Em várias sociedades, como exemplo, a brasileira, os ideais republicanos de direitos universais, cidadania comum, igualdade formal e democracia possibilitam a abertura de caminhos para se sublinhar o “lugar de fala” como modus operandi de políticas [ditas] progressistas, mas que podem acabar não sendo. Para um melhor entendimento e uso da categoria “lugar de fala”, é preciso um anterior levantamento e compreensão, através de apontamentos histórico, político e teórico, referente ao conceito. E, o mais importante, perceber a possível ênfase liberal da política nos indivíduos presente nesse conceito. O “lugar de fala” seria um individualismo por via oblíqua?

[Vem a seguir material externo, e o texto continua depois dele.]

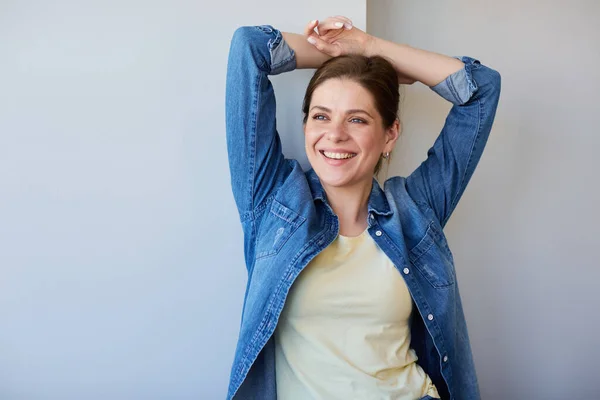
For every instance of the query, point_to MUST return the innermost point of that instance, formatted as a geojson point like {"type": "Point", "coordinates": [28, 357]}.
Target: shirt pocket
{"type": "Point", "coordinates": [277, 227]}
{"type": "Point", "coordinates": [433, 259]}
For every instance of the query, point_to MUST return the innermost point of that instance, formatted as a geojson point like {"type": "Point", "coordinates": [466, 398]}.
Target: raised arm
{"type": "Point", "coordinates": [256, 162]}
{"type": "Point", "coordinates": [473, 88]}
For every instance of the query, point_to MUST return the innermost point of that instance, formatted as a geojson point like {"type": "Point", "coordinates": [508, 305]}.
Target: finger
{"type": "Point", "coordinates": [347, 21]}
{"type": "Point", "coordinates": [329, 24]}
{"type": "Point", "coordinates": [310, 28]}
{"type": "Point", "coordinates": [323, 46]}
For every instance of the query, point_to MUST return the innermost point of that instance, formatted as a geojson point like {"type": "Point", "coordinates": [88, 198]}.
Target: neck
{"type": "Point", "coordinates": [350, 204]}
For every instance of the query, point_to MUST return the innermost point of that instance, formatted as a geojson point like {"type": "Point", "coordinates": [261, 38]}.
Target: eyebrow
{"type": "Point", "coordinates": [352, 111]}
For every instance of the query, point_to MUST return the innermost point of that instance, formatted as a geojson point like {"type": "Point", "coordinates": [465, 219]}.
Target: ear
{"type": "Point", "coordinates": [391, 136]}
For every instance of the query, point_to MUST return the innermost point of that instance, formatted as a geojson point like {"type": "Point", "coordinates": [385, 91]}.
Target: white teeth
{"type": "Point", "coordinates": [338, 156]}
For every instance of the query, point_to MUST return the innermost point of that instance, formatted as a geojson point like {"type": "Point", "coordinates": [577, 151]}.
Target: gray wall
{"type": "Point", "coordinates": [121, 267]}
{"type": "Point", "coordinates": [526, 234]}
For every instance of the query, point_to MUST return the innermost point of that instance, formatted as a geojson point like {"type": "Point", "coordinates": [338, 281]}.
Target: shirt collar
{"type": "Point", "coordinates": [378, 203]}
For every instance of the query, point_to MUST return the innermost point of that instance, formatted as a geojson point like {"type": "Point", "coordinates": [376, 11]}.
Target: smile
{"type": "Point", "coordinates": [338, 156]}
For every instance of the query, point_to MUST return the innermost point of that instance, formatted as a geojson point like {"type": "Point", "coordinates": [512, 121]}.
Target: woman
{"type": "Point", "coordinates": [351, 288]}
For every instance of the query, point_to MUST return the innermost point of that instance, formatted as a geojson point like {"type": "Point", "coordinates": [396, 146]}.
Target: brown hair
{"type": "Point", "coordinates": [375, 74]}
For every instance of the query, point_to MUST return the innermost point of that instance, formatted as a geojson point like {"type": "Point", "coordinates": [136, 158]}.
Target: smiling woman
{"type": "Point", "coordinates": [351, 288]}
{"type": "Point", "coordinates": [351, 101]}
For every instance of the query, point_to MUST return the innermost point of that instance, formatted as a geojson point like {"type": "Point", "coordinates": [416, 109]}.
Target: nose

Ademais, o conceito “lugar de fala”, no ambiente militante, possui vasta quantidade de limites aparentes: ser usualmente tomado como “autoridade de fala”, usado como estratégia interna de indivíduos de um movimento social para aparelha-lo; como dispositivo de inclusão e/ou exclusão; politização das experiências individuais vs a coletividade e risco de retorno de uma essencialização das identidades que os próprios movimentos sociais lutaram tanto para desnaturalizar. Ou seja, se, por um lado, setores progressistas inserem as diferenças como sinônimo de uma diversidade em prol da democracia, por outro, volta-se às armadilhas de simplificar as formas de pertencimento.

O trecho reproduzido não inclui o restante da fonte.